Australian politician

Anthony Alexander Alam (23 February 1896 – 9 August 1983) was an Australian businessman, politician and philanthropist. He was one of the longest-serving members of the New South Wales Legislative Council, and a prominent member of the Lebanese community.

==Biography==

===Early life===
Alam was born on 23 January 1896 in Wallsend. His parents were immigrant Lebanese storekeepers, Joseph Alam and Mary née Hashem. He was educated at De La Salle College Armidale. He married Therese Anthony (daughter of W. Anthony) at St.
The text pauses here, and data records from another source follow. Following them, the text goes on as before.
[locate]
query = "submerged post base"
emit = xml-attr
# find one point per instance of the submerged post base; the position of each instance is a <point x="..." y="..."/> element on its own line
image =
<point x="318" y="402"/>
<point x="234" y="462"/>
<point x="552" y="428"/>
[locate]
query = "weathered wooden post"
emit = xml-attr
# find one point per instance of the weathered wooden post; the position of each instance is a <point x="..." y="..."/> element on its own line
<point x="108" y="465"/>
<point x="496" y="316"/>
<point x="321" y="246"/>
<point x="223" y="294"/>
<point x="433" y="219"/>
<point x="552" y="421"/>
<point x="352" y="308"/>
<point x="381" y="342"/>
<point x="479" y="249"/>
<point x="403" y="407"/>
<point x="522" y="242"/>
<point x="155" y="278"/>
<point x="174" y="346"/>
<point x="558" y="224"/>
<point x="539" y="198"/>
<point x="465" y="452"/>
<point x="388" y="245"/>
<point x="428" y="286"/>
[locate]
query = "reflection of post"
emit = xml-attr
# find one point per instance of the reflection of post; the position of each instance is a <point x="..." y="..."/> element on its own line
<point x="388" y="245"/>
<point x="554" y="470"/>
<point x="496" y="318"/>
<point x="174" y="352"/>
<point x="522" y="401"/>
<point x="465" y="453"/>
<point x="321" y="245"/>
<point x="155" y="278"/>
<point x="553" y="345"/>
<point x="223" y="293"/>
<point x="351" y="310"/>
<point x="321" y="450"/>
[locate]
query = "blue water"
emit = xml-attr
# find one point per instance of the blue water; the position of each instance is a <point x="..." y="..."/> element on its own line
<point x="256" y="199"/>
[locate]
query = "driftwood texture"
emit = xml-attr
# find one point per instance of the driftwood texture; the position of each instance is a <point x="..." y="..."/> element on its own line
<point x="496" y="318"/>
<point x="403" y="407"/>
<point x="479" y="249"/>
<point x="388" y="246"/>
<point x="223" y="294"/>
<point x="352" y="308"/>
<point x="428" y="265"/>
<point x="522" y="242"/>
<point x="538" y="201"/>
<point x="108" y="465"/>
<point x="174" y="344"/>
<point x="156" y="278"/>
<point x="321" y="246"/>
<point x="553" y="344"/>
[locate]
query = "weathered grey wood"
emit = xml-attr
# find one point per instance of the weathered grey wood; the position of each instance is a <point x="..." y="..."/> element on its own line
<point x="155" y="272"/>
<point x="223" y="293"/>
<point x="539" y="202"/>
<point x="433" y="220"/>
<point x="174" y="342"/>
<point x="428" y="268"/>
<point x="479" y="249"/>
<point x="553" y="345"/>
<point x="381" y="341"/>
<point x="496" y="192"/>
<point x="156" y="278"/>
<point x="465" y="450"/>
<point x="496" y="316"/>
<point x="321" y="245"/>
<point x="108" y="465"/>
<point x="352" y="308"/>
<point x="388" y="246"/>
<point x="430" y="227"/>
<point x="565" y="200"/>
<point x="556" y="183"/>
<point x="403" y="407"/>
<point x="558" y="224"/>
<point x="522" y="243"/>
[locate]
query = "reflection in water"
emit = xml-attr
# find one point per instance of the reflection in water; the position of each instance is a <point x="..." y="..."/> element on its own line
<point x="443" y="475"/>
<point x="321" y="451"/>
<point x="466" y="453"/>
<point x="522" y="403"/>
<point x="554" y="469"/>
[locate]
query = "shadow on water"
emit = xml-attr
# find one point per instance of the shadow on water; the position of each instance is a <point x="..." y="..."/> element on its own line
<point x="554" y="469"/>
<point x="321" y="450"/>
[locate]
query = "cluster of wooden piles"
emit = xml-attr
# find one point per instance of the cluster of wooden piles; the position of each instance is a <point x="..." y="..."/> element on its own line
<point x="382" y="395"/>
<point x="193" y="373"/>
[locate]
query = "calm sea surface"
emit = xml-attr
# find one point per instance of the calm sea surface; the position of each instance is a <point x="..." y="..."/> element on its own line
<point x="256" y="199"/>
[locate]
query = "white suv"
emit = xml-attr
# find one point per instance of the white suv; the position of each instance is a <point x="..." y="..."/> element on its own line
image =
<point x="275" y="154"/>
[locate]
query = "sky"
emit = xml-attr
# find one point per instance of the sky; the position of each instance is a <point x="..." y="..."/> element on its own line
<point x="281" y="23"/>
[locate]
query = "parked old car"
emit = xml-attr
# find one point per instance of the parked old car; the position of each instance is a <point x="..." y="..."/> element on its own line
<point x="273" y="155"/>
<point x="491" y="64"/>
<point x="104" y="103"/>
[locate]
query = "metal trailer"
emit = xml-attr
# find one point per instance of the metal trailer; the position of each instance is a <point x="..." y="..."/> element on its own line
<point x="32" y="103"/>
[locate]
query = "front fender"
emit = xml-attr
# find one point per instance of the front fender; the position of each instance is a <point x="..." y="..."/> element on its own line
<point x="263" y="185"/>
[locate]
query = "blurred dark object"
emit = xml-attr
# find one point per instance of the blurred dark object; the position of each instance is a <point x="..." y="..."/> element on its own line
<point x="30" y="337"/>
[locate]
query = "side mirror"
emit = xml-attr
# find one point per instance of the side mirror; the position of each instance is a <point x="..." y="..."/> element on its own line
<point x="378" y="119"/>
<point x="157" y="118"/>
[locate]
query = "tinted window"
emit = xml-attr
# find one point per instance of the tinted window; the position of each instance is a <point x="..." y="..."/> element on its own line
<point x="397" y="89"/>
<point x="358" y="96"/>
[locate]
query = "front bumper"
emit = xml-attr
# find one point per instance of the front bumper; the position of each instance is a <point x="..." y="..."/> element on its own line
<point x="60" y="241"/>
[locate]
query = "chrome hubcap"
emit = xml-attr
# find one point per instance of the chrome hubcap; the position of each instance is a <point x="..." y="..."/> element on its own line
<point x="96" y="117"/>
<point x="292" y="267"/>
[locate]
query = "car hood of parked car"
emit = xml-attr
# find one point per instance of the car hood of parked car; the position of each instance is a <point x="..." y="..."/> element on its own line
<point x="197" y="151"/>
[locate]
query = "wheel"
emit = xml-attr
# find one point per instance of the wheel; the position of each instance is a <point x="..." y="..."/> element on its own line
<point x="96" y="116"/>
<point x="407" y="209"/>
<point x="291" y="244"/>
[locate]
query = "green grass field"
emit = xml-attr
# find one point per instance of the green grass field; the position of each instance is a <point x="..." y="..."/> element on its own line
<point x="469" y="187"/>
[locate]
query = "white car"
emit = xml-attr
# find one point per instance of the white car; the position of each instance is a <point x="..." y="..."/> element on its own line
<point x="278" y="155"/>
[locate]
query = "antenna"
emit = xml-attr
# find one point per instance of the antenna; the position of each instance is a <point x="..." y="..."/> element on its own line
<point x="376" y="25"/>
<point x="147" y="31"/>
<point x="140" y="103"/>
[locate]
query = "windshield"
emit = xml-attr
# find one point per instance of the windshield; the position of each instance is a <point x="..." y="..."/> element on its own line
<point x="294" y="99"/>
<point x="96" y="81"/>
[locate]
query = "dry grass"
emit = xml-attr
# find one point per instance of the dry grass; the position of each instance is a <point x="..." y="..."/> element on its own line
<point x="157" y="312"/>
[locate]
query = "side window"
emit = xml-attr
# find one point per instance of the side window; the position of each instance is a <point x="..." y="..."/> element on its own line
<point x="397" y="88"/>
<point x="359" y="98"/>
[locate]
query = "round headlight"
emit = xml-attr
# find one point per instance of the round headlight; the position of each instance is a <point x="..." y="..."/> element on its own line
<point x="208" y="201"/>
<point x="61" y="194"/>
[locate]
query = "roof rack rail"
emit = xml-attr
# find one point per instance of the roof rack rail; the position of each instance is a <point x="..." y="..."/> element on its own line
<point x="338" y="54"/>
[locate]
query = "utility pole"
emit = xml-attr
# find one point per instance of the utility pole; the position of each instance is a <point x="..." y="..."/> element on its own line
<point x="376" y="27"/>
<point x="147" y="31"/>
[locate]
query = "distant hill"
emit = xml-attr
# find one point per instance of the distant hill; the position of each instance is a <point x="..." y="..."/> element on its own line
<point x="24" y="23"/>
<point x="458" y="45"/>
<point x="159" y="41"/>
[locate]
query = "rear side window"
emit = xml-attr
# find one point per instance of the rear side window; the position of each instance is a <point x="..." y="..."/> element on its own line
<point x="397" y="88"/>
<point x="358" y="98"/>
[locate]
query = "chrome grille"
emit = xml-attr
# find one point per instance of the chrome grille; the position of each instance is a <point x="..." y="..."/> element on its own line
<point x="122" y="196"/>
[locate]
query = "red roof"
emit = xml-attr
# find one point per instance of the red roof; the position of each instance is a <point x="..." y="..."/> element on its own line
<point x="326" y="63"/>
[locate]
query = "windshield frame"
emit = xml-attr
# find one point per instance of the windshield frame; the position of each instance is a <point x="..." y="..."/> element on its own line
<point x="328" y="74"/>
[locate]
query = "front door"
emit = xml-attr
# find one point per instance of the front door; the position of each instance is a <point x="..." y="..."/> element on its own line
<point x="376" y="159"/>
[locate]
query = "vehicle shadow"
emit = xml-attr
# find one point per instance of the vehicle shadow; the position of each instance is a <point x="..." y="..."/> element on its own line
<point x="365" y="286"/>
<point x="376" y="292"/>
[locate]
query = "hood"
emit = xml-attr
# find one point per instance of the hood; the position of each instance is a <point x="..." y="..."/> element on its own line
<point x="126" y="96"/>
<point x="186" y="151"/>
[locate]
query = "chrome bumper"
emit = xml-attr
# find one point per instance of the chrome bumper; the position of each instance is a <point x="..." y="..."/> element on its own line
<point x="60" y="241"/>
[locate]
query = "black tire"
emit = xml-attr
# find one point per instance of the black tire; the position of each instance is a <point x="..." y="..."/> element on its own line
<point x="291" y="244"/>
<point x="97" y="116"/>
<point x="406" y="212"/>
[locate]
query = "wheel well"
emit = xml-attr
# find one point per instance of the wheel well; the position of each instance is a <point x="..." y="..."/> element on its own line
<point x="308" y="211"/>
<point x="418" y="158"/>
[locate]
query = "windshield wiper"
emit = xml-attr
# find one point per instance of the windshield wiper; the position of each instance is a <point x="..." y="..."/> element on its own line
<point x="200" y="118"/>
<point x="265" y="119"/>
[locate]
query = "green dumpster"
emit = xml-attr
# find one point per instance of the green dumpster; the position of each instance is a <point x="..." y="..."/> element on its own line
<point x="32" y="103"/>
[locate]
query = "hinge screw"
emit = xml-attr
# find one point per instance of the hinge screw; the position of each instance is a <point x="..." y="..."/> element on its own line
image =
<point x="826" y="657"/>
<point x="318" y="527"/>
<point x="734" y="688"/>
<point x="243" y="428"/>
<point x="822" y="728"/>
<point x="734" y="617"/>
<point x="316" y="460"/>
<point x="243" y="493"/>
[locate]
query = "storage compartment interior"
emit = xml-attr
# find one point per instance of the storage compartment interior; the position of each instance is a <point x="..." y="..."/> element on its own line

Columbia's Church, Charters Towers, Queensland, on 26 April 1924.

===Political career===
He was an active in the Labor Party, and served as president of that Party's Gwydir, Dubbo and Wammerawa branches. He represented Labor in the New South Wales Legislative Council from 21 December 1925 until 22 April 1958, when he retired from that position. He later filled a casual vacancy caused by the resignation of Ian Sinclair from 19 November 1963 until 22 April 1973, when he again retired. He was therefore an MLC for over forty-one years. In doing so, he was one of the very earliest people with Asian ancestry to be represented in any Australian legislature.

===Honours===
He was appointed to the National Order of the Cedar (Lebanon), the Order of Nichan Iftikhar, the Légion d’honneur (France) and the Order of the Phoenix (Greece).

===Death===
He died on .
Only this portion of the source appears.